In message <[log in to unmask]>, at 06:40:24 on
Sat, 20 Sep 2008, Tim Trent <[log in to unmask]> writes
>I was hoping we might distill some thoughts over it.
Phorm raises very many interesting issues, some of a highly technical
and/or philosophical nature.
For example, the Home Office states that RIPA is "not intended" to be
used to determine whether there is technically an interception of
communications taking place; but there are dozens of examples where a
law is used in a way that wasn't originally intended (eg the offence of
"making" indecent photos simply by viewing them on a computer, that was
'invented' by a court and not Parliament). Sauce for the goose?
Putting aside potential breaches of RIPA for a moment, it's clear that
the communications are scanned for keywords. While Phorm may not
currently pass these results to third parties [or even to its own staff]
this is reminiscent of Congestion Charge cameras not (originally)

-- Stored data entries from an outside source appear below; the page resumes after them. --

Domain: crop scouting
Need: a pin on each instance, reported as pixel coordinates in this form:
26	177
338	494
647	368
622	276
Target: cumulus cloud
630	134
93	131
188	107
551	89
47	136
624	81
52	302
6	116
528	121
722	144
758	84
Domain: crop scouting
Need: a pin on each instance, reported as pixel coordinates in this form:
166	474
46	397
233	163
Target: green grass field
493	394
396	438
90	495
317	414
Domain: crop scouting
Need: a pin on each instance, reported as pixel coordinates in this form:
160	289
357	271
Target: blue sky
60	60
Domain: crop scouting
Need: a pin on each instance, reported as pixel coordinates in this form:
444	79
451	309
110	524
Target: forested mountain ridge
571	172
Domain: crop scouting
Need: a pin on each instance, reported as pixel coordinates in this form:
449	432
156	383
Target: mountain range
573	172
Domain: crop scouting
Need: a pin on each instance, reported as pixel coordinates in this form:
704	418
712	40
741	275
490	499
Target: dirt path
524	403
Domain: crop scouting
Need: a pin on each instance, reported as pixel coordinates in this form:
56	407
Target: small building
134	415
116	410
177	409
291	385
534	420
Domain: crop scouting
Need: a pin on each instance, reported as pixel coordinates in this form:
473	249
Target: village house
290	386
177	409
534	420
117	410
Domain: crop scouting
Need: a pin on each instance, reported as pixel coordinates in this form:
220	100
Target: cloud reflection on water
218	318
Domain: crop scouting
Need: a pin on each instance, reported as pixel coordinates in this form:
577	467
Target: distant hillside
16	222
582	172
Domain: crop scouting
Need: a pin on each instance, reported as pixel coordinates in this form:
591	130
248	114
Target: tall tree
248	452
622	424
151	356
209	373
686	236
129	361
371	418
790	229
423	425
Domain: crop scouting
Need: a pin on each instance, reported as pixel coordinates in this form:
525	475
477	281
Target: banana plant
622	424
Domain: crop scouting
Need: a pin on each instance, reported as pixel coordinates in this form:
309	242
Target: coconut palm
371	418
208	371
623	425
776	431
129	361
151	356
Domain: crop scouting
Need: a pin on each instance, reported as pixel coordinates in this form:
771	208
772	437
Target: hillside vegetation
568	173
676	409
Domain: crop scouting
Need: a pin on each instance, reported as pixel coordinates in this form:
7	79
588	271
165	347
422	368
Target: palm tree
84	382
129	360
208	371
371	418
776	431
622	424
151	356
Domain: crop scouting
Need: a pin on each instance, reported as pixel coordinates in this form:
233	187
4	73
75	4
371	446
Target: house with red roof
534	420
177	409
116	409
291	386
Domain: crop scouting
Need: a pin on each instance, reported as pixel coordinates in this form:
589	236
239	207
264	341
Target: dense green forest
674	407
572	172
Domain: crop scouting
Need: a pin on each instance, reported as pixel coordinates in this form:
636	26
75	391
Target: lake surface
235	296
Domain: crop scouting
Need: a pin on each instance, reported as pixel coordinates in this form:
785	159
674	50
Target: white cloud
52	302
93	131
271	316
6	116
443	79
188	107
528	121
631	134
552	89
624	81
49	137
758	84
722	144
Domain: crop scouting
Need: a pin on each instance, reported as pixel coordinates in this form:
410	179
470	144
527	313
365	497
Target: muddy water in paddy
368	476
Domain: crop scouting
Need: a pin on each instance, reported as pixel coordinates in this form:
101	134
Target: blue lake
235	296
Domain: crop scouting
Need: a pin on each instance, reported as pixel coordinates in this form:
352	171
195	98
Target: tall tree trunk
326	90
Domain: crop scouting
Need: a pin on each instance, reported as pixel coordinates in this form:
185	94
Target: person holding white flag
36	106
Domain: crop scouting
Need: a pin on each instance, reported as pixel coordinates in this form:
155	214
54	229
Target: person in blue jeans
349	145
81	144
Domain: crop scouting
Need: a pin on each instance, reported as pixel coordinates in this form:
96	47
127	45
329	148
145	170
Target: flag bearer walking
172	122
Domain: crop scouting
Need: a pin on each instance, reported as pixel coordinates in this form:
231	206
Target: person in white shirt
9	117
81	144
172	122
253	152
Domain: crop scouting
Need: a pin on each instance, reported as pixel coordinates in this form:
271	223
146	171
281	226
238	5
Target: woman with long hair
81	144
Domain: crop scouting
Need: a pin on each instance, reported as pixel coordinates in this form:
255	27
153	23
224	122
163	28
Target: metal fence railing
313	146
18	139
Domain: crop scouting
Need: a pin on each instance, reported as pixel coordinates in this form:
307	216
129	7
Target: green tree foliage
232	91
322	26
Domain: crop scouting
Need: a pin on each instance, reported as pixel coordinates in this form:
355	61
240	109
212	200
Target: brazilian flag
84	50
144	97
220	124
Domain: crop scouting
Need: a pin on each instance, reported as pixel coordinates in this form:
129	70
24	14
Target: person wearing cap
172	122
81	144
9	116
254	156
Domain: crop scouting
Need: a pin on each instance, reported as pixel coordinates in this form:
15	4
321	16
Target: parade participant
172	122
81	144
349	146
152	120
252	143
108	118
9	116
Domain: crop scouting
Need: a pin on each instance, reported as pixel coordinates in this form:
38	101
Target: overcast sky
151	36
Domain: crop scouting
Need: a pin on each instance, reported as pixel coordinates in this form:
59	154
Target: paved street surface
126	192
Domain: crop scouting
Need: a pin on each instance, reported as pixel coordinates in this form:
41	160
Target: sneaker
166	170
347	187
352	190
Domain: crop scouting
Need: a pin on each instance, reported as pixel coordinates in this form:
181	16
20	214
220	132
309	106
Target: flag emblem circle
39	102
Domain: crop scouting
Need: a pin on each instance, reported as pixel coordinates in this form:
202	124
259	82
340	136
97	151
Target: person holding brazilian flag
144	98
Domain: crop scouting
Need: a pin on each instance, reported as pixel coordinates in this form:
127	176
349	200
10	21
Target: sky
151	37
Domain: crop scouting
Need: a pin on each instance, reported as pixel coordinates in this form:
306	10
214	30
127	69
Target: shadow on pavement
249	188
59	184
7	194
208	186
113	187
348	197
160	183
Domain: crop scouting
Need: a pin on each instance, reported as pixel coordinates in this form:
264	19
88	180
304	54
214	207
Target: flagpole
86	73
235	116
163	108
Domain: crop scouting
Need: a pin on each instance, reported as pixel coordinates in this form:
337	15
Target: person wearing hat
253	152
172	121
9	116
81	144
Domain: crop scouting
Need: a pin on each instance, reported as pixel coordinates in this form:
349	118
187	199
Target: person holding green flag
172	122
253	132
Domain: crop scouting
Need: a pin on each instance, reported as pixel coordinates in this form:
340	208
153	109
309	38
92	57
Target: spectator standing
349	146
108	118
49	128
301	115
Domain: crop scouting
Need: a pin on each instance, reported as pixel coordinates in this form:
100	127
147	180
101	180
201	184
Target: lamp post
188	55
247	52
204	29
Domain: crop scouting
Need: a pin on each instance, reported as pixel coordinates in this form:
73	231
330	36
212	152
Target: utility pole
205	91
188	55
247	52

sending their results to the terrorist police. Things can change. To
take a topical example, who is to say they won't be instructed to inform
on people where "napalm" is one of those keywords. Or once the system is
deployed, they could change their mind about the way they process
keywords, involving a system where the contents/contexts do end up being
available to people within the ISP/Advertising industry.

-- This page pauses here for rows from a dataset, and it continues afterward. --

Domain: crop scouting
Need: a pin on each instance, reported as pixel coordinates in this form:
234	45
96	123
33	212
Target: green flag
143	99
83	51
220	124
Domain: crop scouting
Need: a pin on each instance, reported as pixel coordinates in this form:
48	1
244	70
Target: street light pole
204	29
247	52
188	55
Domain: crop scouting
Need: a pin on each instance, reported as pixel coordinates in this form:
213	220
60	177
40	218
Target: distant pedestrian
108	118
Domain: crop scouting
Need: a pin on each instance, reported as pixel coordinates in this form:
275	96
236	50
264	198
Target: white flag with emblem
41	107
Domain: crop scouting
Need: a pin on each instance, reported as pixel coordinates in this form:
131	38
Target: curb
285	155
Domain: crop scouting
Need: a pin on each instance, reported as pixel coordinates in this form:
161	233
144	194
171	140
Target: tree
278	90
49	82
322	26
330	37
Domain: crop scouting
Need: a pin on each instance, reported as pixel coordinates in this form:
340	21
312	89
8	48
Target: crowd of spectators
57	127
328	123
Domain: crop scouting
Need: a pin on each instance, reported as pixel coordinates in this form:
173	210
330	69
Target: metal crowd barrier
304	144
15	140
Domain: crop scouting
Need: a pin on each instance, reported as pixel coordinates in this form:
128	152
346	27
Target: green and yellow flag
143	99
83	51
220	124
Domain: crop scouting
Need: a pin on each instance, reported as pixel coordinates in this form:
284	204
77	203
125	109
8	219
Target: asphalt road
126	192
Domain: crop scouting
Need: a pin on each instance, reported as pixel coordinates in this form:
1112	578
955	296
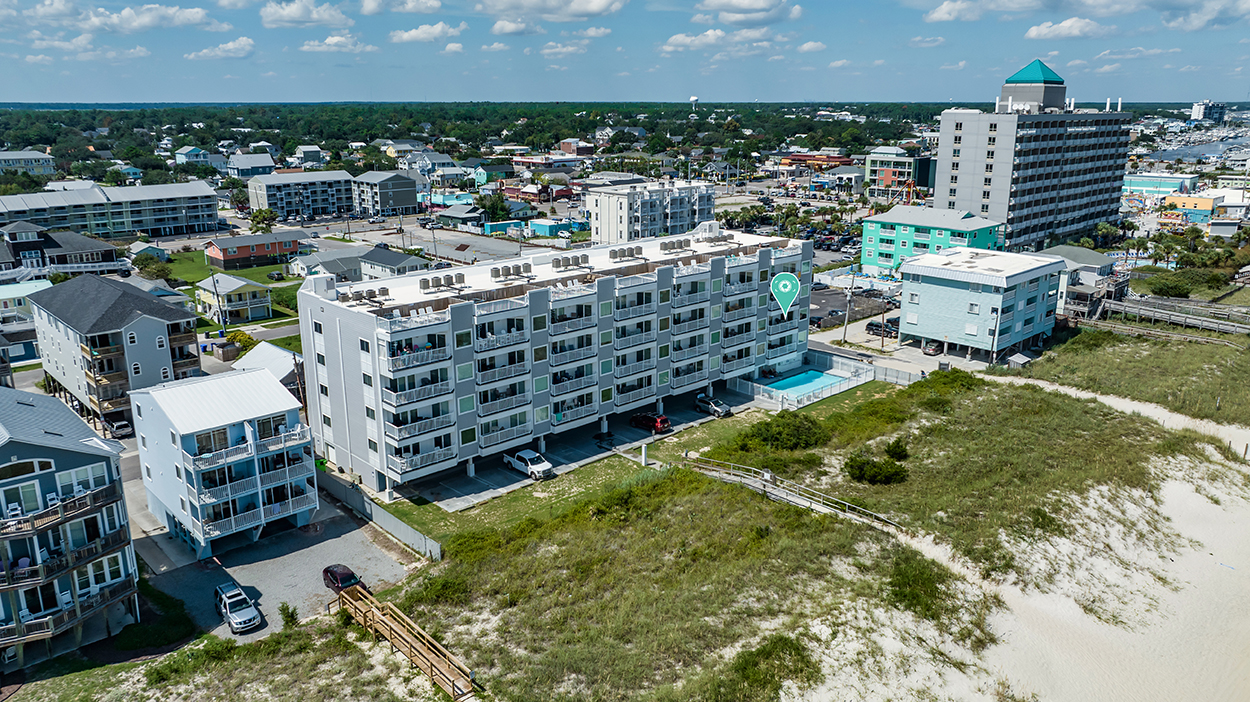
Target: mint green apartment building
908	230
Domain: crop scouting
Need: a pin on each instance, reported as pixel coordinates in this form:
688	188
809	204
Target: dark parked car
650	421
339	577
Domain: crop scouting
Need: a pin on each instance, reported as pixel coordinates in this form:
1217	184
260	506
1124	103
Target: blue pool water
805	382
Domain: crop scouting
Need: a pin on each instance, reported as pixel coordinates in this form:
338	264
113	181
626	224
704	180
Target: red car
650	421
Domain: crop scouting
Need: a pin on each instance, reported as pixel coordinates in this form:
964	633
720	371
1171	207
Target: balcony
634	395
415	395
690	299
635	311
295	471
574	414
776	352
495	406
691	352
575	324
418	359
404	464
633	340
693	325
689	379
419	427
503	372
573	355
634	369
503	435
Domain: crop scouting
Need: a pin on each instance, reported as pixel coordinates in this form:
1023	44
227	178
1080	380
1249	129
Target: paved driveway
284	567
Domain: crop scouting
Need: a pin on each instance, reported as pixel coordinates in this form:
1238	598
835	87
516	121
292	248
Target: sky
821	51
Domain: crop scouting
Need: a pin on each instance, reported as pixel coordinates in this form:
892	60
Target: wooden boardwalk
385	620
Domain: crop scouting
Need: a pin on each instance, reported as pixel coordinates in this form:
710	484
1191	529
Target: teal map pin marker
785	290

For an interception to be legal (if not covered by the "ISP" exemptions)
then both parties must agree. Not just the person viewing the webpage,
but the person sending it. While Phorm argues that websites give
implicit permission to be viewed, that doesn't actually apply to the
"unlinked web" [pages whose existence is only known to people knowing
the obscure url] and other sites such as Intranets. So that's another
"permission" issue.
Getting onto PECR, one consideration which has arisen in the past (in
relation to unsolicited communications - although not to be conflated
with the unsolicited nature of these targeted adverts) is that the
decisions about a whole household's opt-in/opt-out will be made by the
subscriber, aka head of household, and not by the individual users. In
such circumstances is it legal/ethical for one person to be making that
decision for the whole household? [It is widely expected that if ISPs
are forced to gain a household's total explicit opt-in, rather than rely
upon a model of automatic subscription based on their T&C, with opt-out
available if you know to ask for it, that the takeup will be
insufficiently high to make the project worthwhile.]
At the individual user level, you can only opt-out by setting a cookie,
but people who value their privacy highest will have cookies disabled. A
classic catch-22. [However, if the system become deployed I would expect
some sort of browser plug-in to be available, that simulated a Phorm
opt-out cookie while all other cookies were disabled].
It's also possible that the cookie system will have complications if you
"roam" from one connection to another. Not only may you have to remember
to opt-out afresh, but there is extra information potentially available
because your phorm-ID could be spotted roaming from one subscriber to
another. And it appears that because any website can read your Phorm
cookie, there are techniques that will allow that website to determine
your "interests" - which they could trace back to you if for example
it's a site you've registered at. (See the "leaking cookies" section of
the wiki article).
In summary, I'm not against permission based marketing, but people
should understand what they are giving permission for - which might end
up being rather more than the "move on, nothing to see here" material of
which there have been several examples.